The best time to visit the Sequoia National Park is summer, from late May to September, since it is the mildest and driest of the year at high altitudes, where the redwoods are found. The shade that the grand trees offer is a welcome relief from the sun. While temperatures throughout the park vary depending on elevation, lows are typically in the 50s and highs are in the mid-70s Fahrenheit degree in the sequoia groves this time of year.
From late May through early to mid-September, the Sequoia Shuttle transports visitors (for a fee) from nearby towns like Visalia and Three Rivers, up Highway 198 to the Giant Forest Museum in Sequoia National Park. There is also a free in-park shuttle that offers rides to popular attractions like Giant Forest, Moro Rock, Wuksachi Lodge and various campgrounds.
During the rest of the year, and especially from December to March, snow could block the roads. However, when it does not block them, you can admire the snow-covered sequoias and a number of exciting winter activities.
Even in summertime, you will need to dress in layers to visit the park. Be equipped for the sun during the day, but also for the cool evening and the cold night.
If you plan to spend only the day admiring Sequoia National Park’s Giants, take a look at our comprehensive Day Hiking Checklist for a list of gear items to consider bringing with you on a day hike.
And if you want to hide from the crowd by visiting Sequoia in winter months, you may want to get more tips about winter hiking in our detailed post. One thing to have in mind is that snow chains are mandatory on drives in and nearby the park during this time.

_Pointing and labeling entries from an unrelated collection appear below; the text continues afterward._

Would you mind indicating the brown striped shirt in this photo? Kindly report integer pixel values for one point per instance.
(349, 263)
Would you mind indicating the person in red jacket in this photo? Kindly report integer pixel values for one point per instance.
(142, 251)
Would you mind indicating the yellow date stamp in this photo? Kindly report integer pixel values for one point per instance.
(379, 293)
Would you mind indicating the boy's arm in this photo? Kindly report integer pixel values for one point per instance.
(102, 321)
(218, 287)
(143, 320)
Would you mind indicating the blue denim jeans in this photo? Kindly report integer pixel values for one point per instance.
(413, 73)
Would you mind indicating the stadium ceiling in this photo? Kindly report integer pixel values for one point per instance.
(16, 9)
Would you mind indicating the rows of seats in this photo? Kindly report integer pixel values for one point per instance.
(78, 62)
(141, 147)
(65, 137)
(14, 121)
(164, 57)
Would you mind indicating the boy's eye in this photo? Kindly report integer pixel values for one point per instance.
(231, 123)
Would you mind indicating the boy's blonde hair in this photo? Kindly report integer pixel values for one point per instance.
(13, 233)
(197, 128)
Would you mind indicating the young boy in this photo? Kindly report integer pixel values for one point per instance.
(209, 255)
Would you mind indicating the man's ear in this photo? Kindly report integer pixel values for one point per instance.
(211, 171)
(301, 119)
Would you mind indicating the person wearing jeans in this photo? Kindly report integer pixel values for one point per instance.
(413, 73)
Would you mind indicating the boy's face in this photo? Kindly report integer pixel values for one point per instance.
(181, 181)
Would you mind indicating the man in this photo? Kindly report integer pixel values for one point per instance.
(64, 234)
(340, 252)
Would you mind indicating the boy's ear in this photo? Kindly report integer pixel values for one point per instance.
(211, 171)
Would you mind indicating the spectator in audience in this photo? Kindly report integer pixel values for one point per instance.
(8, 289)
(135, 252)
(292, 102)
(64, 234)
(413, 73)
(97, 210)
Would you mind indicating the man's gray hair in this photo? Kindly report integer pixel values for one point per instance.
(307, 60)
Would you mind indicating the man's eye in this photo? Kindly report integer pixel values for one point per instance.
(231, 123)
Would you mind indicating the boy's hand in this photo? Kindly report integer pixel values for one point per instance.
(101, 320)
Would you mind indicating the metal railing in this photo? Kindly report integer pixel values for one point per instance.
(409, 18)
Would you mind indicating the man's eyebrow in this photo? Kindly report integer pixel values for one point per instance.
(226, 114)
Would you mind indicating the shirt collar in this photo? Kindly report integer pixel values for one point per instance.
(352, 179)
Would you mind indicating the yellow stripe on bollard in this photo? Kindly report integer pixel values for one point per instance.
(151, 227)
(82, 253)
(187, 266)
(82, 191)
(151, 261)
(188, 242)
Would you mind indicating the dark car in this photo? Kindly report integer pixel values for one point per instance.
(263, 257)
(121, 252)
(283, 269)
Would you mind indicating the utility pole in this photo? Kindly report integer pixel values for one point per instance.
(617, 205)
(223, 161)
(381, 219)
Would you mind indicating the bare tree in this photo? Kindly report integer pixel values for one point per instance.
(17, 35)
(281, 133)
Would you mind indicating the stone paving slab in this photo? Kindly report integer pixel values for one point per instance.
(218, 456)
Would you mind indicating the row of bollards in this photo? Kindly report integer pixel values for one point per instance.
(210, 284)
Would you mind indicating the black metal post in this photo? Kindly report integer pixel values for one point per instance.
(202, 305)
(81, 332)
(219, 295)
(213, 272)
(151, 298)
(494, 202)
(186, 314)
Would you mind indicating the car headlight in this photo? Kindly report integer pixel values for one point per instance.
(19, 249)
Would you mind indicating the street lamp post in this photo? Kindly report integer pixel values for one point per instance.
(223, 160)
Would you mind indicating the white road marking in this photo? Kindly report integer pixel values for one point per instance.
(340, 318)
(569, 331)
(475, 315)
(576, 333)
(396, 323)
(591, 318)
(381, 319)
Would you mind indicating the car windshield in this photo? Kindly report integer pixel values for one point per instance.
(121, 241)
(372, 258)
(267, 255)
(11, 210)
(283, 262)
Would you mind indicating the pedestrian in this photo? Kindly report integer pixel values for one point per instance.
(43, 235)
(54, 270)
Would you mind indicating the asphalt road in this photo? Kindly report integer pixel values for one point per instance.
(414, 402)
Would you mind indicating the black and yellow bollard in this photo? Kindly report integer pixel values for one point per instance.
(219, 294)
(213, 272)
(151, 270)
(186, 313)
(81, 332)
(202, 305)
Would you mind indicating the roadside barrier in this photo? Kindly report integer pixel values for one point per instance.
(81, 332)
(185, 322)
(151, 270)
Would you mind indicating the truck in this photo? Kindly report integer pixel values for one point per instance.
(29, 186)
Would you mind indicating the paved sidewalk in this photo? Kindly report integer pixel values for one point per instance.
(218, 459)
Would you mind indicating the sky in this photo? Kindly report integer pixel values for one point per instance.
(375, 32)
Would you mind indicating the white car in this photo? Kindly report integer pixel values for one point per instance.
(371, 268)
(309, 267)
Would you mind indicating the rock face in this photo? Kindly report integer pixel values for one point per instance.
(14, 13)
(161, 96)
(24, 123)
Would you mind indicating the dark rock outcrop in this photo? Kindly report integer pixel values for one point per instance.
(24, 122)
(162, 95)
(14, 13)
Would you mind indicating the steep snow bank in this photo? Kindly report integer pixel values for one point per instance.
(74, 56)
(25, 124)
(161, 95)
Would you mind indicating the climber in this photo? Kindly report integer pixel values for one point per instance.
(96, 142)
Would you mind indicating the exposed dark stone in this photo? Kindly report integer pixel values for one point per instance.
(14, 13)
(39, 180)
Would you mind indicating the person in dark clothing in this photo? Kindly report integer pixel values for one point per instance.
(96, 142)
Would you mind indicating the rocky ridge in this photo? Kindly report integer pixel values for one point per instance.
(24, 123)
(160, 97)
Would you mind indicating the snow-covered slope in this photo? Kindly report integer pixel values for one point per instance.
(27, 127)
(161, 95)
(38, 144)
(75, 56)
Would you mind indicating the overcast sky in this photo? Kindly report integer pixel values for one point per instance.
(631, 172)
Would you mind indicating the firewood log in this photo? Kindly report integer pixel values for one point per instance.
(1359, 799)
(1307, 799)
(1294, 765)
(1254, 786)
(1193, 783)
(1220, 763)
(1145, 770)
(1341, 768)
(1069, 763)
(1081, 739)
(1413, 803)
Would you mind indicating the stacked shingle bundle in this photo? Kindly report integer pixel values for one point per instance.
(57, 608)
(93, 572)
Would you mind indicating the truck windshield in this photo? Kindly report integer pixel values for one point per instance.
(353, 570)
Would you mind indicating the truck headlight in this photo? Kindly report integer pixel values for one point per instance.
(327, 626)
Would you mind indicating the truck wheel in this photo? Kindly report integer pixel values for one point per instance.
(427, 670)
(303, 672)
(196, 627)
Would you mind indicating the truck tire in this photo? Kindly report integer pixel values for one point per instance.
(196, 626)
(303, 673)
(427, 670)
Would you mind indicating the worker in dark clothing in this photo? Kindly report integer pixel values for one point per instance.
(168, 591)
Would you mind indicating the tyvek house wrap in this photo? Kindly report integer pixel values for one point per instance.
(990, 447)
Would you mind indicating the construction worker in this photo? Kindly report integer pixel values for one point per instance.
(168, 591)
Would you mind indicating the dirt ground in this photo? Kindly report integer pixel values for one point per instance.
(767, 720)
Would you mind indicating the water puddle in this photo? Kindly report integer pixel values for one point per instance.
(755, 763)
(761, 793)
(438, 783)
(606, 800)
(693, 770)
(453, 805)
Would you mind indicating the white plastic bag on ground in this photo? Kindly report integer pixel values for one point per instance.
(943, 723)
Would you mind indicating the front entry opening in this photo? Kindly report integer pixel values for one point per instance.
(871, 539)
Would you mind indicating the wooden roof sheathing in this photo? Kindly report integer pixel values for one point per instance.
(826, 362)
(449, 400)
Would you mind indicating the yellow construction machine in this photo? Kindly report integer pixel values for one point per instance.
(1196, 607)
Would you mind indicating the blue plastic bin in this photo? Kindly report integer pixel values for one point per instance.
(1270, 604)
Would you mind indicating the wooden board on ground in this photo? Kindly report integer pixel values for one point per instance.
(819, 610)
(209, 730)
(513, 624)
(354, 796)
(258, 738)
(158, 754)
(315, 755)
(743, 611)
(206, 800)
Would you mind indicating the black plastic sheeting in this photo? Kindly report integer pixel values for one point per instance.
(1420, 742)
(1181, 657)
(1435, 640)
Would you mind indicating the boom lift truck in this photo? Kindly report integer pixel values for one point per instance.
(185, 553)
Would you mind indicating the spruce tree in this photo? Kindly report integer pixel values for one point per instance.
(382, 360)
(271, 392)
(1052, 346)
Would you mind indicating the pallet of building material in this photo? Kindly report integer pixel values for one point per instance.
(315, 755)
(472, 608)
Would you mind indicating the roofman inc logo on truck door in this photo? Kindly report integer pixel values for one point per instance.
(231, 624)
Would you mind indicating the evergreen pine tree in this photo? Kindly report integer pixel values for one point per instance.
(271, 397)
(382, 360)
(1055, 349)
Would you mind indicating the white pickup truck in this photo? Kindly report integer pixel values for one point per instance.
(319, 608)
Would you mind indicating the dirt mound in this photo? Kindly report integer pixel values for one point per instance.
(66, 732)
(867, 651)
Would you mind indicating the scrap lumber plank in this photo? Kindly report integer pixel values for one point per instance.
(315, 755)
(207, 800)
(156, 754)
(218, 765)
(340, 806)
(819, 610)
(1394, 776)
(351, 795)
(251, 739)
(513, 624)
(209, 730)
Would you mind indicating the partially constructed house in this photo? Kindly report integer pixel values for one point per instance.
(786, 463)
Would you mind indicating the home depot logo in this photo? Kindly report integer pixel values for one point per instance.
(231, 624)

Sequoia National Park provides amazing opportunities for recreation. The cool, green sequoia forests along the western fringe of the parks offer a friendly and aesthetically pleasing environment for summer camping and winter snow activities. The wilderness of the park is one of the most heavily used primitive recreation areas in California.
Whether you prefer a short stroll or a week in the wilderness, a quiet sunset or a roaring river, adventure awaits you here. Whatever activities you choose, come prepared as weather varies widely at different elevations, and storms can happen at any time of year.
There are hundreds of miles of trails in Sequoia National Park suitable for all abilities and ages. Main trails and attractions in Sequoia National Park include Sherman Tree Trail (trail to Sherman Tree), Tunnel Log (tunnel cut through a fallen giant sequoia on a roadway), Tokopah Falls (waterfall at Tokopah Canyon), Crescent Meadow (meadow in the Giant Forest), Moro Rock (granite dome with cut out staircase to the top, located at the park’s center), and Giant Forest Museum.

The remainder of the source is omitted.